Professional investment advisors and service providers-such as investment consultants and asset managers-may have a legal obligation to incorporate ESG issues into their investment services or face a very real risk that they may open themselves up to legal liabilities if they do not, cites the report.
Key findings in the report include:
The global economy has now reached the point where ESG issues are a critical consideration for all institutional investors and their agents.
Investment consultants and asset managers have a duty to proactively raise ESG issues within their advice and services to institutional investors.
ESG issues must be embedded in the legal contracts between institutional investors and their asset managers to hold asset managers to account, and that ESG issues should be included in periodic reporting by asset managers.
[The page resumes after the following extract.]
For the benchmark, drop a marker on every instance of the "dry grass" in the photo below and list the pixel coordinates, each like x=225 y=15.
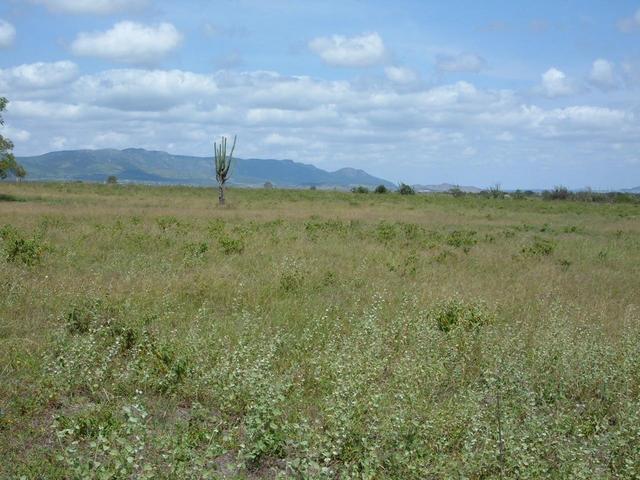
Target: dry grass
x=313 y=350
Equally, the performance of asset managers should be assessed on a longer-term basis and linked to long-term incentives.
Institutional investors will increasingly come to understand the financial materiality of ESG issues and the systemic risk they pose, and the profound long-term costs of unsustainable development and the consequent impacts on the long-term value of their investment portfolios.
Institutional investors will increasingly apply pressure to their asset managers to develop robust investment strategies that integrate SG issues into financial analysis, and to engage with companies in order to encourage more responsible and sustainable business practices.
Policymakers should ensure regulatory frameworks that enable greater transparency and disclosure from institutional investors and their agents on the integration of ESG issues into their investment process-as well as from companies on their performance on ESG issues.
Civil society institutions should collectively bolster their understanding of capital markets such that they can play a full role in ensuring that capital markets are sustainable and delivering responsible ownership practices.
Market incentives that reward long-term investment must be made to help create responsible and sustainable capital markets that would help identify future challenges in the financial system, reduce the chances of further crises and help avert a "Natural Resources Crisis"-and accelerate the transformational process to a green, inclusive and sustainable global economy.